Purini, que exibiu um vídeo com cavalos maltratados durante a discussão do projeto, ponderou ainda que, por decreto, o prefeito poderia detalhar a forma com a qual os carroceiros poderão ser assistidos após a proibição dos veículos com tração animal.
Discussão
Coube ao líder do governo, Carlão do Gás (PMDB) passar aos demais vereadores o recado de que o prefeito não mediria esforços para atender à legislação e proporcionar alternativas de requalificação profissional aos carroceiros, “inclusive fornecendo cesta básica”, ponderou, em função de sugestão apresentada por Natalino da Pousada (PV).
O peemedebista afirmou ainda que a maioria das pessoas que trabalha com esse tipo de veículo já se aposentou e recebe o Bolsa Família.
Moisés Rossi (PR) ironizou a fala do colega, lembrando que Rodrigo Agostinho nem estará mais no comando da cidade quando a proibição passar a valer. “Como vai garantir alguma coisa? Se eu não estivesse muito convicto, mudaria meu voto de favorável para contra”, provocou.

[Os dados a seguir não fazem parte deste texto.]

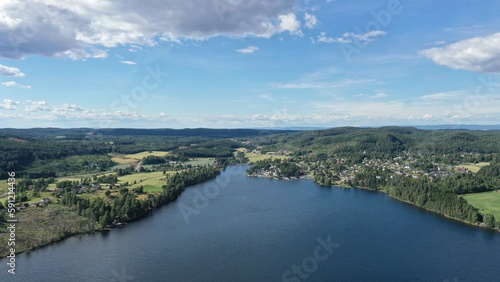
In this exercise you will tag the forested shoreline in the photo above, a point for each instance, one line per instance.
(431, 169)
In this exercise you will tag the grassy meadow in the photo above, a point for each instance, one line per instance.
(486, 202)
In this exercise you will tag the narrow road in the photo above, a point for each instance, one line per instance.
(138, 166)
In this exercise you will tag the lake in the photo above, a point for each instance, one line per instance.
(238, 228)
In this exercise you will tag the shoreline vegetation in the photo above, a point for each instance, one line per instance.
(76, 181)
(78, 216)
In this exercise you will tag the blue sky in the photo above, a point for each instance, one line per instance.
(235, 63)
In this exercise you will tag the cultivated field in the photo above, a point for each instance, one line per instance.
(473, 167)
(200, 161)
(151, 181)
(140, 156)
(487, 202)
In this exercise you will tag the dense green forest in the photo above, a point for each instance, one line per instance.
(422, 167)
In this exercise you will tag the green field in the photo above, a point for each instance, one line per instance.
(3, 187)
(140, 156)
(151, 181)
(200, 161)
(473, 167)
(487, 202)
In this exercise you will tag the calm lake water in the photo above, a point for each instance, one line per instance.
(237, 228)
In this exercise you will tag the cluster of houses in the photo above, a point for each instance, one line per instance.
(42, 202)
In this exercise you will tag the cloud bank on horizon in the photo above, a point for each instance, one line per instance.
(235, 63)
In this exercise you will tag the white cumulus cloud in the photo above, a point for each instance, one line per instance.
(479, 54)
(350, 37)
(311, 20)
(248, 50)
(10, 71)
(81, 29)
(13, 83)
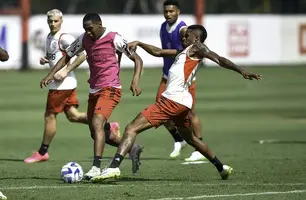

O vereador também se indispôs com Sandro Bussola (PDT), que fez críticas à sua emenda ao texto original do projeto. Rossi afirmou que as pessoas fogem da escola no primário e, depois, não conseguem interpretar textos. O pedetista rebateu que, independente de grau de escolaridade, todos os vereadores estão “no mesmo nível” porque tiveram, igualmente, seus mandatos outorgados pelo voto.